Роскошный агент примаса задержался у двери, улыбаясь, сказал негромко:

– Тебе, князь, шлет свой привет служитель Христа Никола Феллини. Помнишь ли его? Он оказал сегодня тебе большую услугу, хотя ты и враждебен нашей римско–католической церкви. Я уезжаю, хотя мне точно известно, что беглый холоп Степан Кулижский находится в твоем имении. Но просьба Николы Феллини для меня важнее, чем это!

И он вышел тоже, а Курбский стоял и слушал, как во дворе прозвучала команда, заскрипели ворота, зацокали подковы. В комнате темнело, смеркалось рано, он смотрел на серый квадрат окна и, потирая ноющие виски, вспоминал и иезуита Николу Феллини, и лютеранина–еретика Радзивилла Черного, и беглого казака – иеромонаха Александра, и литовского магната Григория Ходкевича, и других, чьи пути пересеклись с его путем. А все пут эта – паутинки над бездной, не имеющей ни дна, ни названия… Кто может понять все это? В комнате стемнело. Где сейчас Степка Кулижский? Не он ли проскакал одвуконь полями? Нет, ничего не понять – пути Господни неисповедимы. Он вспомнил растерянное, побуревшее лицо пана Быковского и улыбнулся: давно не было ему так весело, как сегодня.

«Трудно будет Степке добраться отсюда до Дона, но от польского суда он хоть на день, да ушел! Беглый. Не мне его судить: он, как дикий гусь, рвется домой, к родному, не удержать никому… Смерти не боится. Дай ему Бог добраться, Дон увидеть. А может, и сыночка… Хотя, говорят, Иван побывавших в полоне на смертные работы ссылает, но вдруг да проскользнет… Только мне некуда бежать.

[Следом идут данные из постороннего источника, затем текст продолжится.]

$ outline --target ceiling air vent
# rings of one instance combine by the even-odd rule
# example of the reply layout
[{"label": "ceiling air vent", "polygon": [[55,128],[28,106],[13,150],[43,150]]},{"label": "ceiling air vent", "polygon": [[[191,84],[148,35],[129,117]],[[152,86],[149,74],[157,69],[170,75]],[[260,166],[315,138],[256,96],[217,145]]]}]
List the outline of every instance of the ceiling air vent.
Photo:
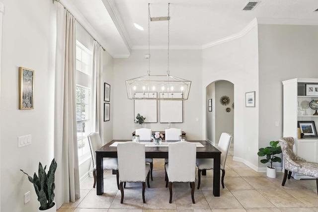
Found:
[{"label": "ceiling air vent", "polygon": [[260,1],[249,0],[247,1],[246,5],[242,9],[243,10],[252,10],[258,4]]}]

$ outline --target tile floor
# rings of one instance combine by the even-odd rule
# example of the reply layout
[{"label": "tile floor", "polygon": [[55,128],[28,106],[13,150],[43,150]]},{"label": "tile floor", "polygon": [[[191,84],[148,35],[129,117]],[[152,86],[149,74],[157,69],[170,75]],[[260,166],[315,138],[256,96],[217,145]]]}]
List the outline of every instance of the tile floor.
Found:
[{"label": "tile floor", "polygon": [[[231,153],[231,152],[232,153]],[[213,171],[201,177],[199,190],[194,193],[192,204],[188,183],[173,186],[172,202],[169,204],[169,190],[164,181],[163,159],[154,159],[154,181],[146,187],[143,204],[141,183],[127,183],[124,203],[120,204],[116,176],[104,174],[104,194],[96,195],[93,180],[88,178],[80,185],[81,198],[75,203],[65,204],[58,212],[318,212],[318,196],[316,180],[287,180],[281,186],[283,174],[272,179],[266,173],[258,173],[245,164],[233,160],[233,151],[228,156],[221,196],[212,195]],[[196,185],[197,185],[196,182]]]}]

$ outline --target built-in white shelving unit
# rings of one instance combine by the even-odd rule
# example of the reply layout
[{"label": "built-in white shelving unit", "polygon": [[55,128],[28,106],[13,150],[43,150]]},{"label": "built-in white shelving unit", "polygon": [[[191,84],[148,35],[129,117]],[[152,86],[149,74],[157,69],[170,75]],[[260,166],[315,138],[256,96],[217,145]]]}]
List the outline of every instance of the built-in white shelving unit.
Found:
[{"label": "built-in white shelving unit", "polygon": [[[308,138],[298,139],[298,121],[313,121],[318,126],[318,116],[313,116],[315,110],[309,107],[313,100],[318,100],[318,96],[306,96],[306,85],[318,84],[318,78],[294,78],[283,81],[284,137],[293,137],[295,141],[294,152],[308,161],[318,162],[318,138]],[[299,106],[303,106],[303,114],[300,114]],[[293,173],[294,178],[311,178],[300,174]]]}]

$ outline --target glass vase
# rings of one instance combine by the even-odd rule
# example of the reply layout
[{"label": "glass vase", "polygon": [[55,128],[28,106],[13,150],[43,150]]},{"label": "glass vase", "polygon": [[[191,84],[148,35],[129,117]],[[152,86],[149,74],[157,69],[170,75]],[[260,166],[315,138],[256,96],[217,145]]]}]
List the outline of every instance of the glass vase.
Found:
[{"label": "glass vase", "polygon": [[154,139],[154,143],[155,145],[160,145],[161,142],[162,142],[162,140],[161,139]]}]

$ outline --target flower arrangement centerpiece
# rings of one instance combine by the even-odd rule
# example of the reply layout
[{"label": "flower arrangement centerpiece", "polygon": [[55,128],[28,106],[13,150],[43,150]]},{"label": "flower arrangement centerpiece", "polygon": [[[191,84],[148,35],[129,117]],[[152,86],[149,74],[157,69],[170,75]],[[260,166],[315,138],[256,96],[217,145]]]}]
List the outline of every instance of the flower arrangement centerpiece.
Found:
[{"label": "flower arrangement centerpiece", "polygon": [[160,133],[159,132],[156,132],[151,137],[154,143],[156,145],[160,145],[162,141],[162,139],[163,138],[163,135],[162,133]]},{"label": "flower arrangement centerpiece", "polygon": [[135,123],[138,123],[140,125],[141,128],[143,128],[143,124],[146,119],[146,117],[144,117],[143,116],[141,116],[140,114],[138,113],[137,116],[136,117],[136,120],[135,120]]}]

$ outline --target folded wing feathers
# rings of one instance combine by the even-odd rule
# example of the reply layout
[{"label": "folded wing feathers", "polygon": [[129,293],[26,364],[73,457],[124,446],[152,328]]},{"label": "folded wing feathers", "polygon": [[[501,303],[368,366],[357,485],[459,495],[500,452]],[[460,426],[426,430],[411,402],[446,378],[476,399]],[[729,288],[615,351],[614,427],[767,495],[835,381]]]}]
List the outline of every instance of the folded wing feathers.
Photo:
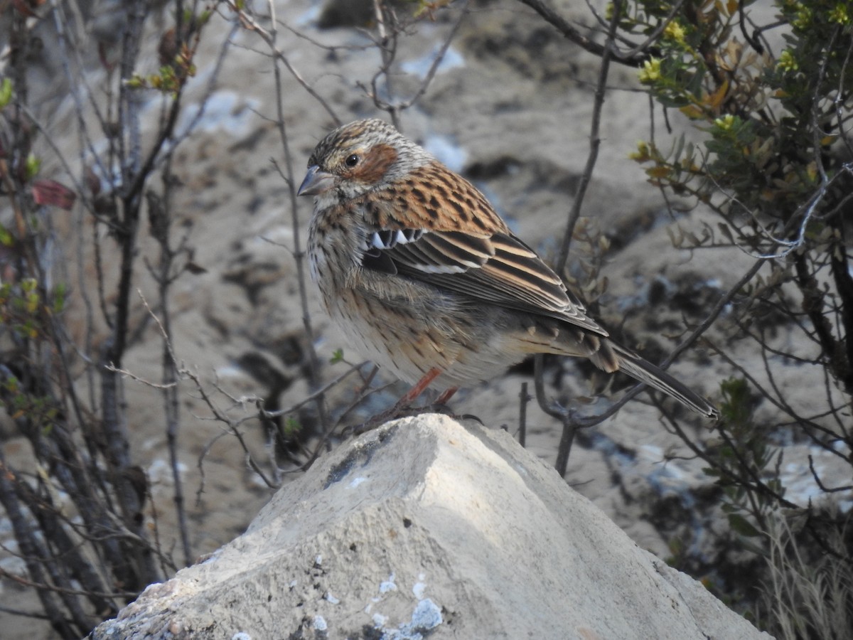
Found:
[{"label": "folded wing feathers", "polygon": [[387,253],[410,277],[608,335],[586,316],[560,277],[512,236],[382,230],[368,236],[368,247]]}]

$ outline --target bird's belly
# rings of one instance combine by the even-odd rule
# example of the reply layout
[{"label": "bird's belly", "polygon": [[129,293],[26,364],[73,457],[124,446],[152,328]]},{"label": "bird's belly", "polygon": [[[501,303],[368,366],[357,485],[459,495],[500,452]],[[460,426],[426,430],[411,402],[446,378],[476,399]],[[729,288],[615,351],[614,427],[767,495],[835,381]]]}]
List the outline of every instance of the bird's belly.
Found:
[{"label": "bird's belly", "polygon": [[471,387],[525,355],[508,348],[504,332],[497,330],[497,309],[460,306],[434,293],[395,300],[346,288],[324,301],[349,340],[345,351],[351,347],[411,384],[437,368],[436,388]]}]

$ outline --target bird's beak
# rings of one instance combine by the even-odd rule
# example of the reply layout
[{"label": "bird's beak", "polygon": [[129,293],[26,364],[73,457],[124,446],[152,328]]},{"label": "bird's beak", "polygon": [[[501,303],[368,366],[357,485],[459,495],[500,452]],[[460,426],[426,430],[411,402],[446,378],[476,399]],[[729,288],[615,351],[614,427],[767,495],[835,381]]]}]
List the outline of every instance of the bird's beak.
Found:
[{"label": "bird's beak", "polygon": [[331,173],[322,172],[319,166],[311,165],[308,167],[308,173],[305,174],[305,179],[302,181],[302,184],[299,185],[299,190],[296,192],[296,195],[319,195],[332,189],[334,180],[334,176]]}]

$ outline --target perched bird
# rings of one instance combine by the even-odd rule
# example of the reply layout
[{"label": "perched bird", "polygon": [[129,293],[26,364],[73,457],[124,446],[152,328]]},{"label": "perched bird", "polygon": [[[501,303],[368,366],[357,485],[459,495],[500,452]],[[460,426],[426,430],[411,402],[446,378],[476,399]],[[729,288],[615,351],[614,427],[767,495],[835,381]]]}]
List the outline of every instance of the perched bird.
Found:
[{"label": "perched bird", "polygon": [[[672,375],[610,339],[562,280],[471,183],[379,119],[323,138],[300,195],[313,195],[311,276],[352,347],[413,383],[447,391],[533,353],[588,358],[716,418]],[[401,401],[402,402],[402,401]]]}]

Не к кому…»

Отчуждение опять охватило его холодно, бесчувственно, и он оглянулся с удивлением: стало ненужным на миг все, во что он, казалось, врос нутром – ведь он не только говорил, но часто даже думал по–польски. Может быть, он и спас Степку только для того, чтобы иногда послушать его торжокский говорок. А может, чтобы хоть мысленно проследить его путь на Русь через лесные рубежи и реки?

«Да, но все это – пустые мечтания, потому что Степка уже далеко, навсегда исчез он из моей жизни, а я так и останусь на этойземле, а потом в этойземле. Сорок дней и ночей будет душа моя бродить среди людей чужеземных или ополячившихся до корня, равнодушных к милому детству русскому, к родному селу и погосту, где рдеют рябины, где лежат любимые родичи. Может ли душа посетить их там? Нет, она сорок ночей не сможет покинуть мое тело. Почему? Зачем? И что потом, после сорока дней? Католики говорят – Чистилище. Зачем Чистилище? Разве ответит кто на это? Счастливы простодушные вроде Мишки Шибанова. «Блаженны кроткие, ибо они наследуют землю…» Такие, как иеромонах Александр».